GOP senatorial hopefuls to square off over breakfast
NORTH CONWAY — The three Republicans hoping to take on incumbent Democratic U.S. Sen. Jeanne Shaheen in November’s election will break bread and then will debate each other Thursday morning during an event sponsored by the Mount Washington Valley Economic Council.
A representative of the MWVEC on Monday confirmed that Scott Brown, Jim Rubens and Bob Smith will attend the upcoming Eggs & Issues breakfast, which the economic council hosts monthly as a way to “stimulate entrepreneurship and networking among the business community...”
This month’s breakfast will again be held at the North Conway Grand Hotel. Tickets are $15 per person and reservations can be made by calling the MWVEC at 447-6622 or by email at Holly@mwvec.com.
Networking starts at 8:30 a.m. while the program is from 9 to 10:30 a.m.
The Eggs and Issues breakfast may be one of the last events attended by all three senatorial candidates prior to the Sept. 9 primary, which will determine which of them will face Shaheen in the Nov. 4 general election.
Brown, who in 2010 won a special election in Massachusetts to fill the balance of the late Edward Kennedy’s term in the U.S. Senate, but then lost re-election in 2012 to a full term, is the perceived front-runner against Shaheen.
Repeatedly stressing his ties to the Granite State — he was born at the Portsmouth Naval Shipyard; his mother was a waitress at Hampton Beach and his dad an airman at Pease Air Force Base — Brown has owned a home in Rye for more than 20 years.
Nonetheless, Brown’s New Hampshire roots have been challenged by Smith, who represented New Hampshire’s First Congressional District from 1985 to 1990 and served in the U.S. Senate from 1990 to 2003.
Smith lost a Senate primary challenge in 2002 to John E. Sununu, who later won the general election, but who in a reelection bid in 2008 was defeated by Shaheen.
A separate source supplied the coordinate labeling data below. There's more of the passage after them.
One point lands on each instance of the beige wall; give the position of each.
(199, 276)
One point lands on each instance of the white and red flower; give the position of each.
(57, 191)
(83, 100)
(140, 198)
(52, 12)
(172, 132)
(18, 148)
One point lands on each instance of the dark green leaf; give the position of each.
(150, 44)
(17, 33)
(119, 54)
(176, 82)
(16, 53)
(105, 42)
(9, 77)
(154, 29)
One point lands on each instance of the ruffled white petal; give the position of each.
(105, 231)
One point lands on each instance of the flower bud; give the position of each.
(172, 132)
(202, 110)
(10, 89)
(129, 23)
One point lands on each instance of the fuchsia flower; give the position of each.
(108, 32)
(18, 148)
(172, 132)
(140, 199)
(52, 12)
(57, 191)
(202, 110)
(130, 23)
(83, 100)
After the 2002 elections, Smith moved to Florida where he made abortive runs for the Republican nomination in 2004 and 2010; he subsequently returned to New Hampshire and declared himself a candidate for the Senate.
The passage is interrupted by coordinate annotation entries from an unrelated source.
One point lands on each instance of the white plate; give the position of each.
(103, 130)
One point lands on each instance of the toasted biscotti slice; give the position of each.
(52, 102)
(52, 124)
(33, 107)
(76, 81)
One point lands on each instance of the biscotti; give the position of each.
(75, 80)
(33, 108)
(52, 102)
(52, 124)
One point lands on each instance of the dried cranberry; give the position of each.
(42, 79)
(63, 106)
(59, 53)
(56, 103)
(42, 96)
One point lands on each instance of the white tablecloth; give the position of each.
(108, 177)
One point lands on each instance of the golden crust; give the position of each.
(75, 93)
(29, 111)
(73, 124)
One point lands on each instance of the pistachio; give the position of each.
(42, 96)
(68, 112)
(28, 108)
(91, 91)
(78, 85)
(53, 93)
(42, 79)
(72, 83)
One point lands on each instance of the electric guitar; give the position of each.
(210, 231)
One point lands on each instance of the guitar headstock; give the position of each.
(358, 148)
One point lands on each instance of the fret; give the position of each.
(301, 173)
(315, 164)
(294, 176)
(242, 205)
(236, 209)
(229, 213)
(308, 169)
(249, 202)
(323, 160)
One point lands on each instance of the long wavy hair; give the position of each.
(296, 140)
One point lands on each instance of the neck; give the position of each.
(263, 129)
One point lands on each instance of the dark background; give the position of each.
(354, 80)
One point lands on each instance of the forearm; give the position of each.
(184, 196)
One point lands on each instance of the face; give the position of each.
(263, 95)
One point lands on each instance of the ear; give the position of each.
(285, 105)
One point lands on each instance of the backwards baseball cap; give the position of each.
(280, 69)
Rubens is a former two-term member of the NH Senate, having been elected in 1994 and re-elected in 1996. He ran unsuccessfully for governor of New Hampshire in 1998 and for the state Senate in 2000.
A resident of Hanover, Rubens is a well-known opponent of expanded gambling who touts his experience as entrepreneur who started and operated more than a dozen businesses.